Many times, the thought of it all has brought me to tears and at times I’ve had to really check my spirit. And when I least expected it, my son asked the ultimate question. “Mommy, do I have a daddy?” I was stunned, to say the least. I had thoughtfully planned out my response for nearly 6 years, but the time came for me to give an answer I was speechless. I was put on the spot and I had to acknowledge my child’s questions.
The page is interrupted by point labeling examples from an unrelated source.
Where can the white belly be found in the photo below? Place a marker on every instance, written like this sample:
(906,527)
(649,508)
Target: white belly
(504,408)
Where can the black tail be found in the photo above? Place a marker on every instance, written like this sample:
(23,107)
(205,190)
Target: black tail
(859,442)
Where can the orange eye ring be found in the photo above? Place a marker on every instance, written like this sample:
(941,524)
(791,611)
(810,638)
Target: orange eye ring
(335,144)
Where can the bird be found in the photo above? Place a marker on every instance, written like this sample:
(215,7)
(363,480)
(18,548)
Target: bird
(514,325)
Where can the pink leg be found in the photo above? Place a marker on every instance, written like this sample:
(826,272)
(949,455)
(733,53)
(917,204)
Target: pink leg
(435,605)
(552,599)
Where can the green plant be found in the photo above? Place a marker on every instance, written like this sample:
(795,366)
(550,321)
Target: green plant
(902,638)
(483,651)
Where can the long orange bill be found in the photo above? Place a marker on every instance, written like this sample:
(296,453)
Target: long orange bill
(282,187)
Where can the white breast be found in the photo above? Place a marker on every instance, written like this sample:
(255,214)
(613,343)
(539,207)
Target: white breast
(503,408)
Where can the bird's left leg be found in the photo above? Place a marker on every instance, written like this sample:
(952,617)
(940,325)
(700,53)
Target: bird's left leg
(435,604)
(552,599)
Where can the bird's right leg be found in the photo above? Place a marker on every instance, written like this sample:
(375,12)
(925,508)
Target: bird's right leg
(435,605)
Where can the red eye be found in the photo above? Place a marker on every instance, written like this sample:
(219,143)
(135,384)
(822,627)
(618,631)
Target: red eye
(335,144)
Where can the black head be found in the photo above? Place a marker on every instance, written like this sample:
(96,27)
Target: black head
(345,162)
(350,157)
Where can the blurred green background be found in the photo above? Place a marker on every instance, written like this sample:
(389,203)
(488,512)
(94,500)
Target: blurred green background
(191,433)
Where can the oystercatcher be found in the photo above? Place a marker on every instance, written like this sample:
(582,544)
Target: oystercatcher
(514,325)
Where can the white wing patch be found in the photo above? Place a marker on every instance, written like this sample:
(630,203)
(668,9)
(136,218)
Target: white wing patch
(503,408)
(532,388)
I told him about his dad and he asked where he was. I said, “Hun, your daddy isn’t ready to be a part of our family right now.” As hard as that was for me to deal with, I understood that being bitter about my circumstance didn’t bring his father around. Hating his decision to be absent would not help my son process his emotions. I needed to forgive to be able to remove the hurt and pain he caused me. I changed my perspective on my life story and realized his decision to leave is making me better despite the fact that it hurt. I finally buried the hatchet because in reality becoming a single mother happened FOR me and not to me.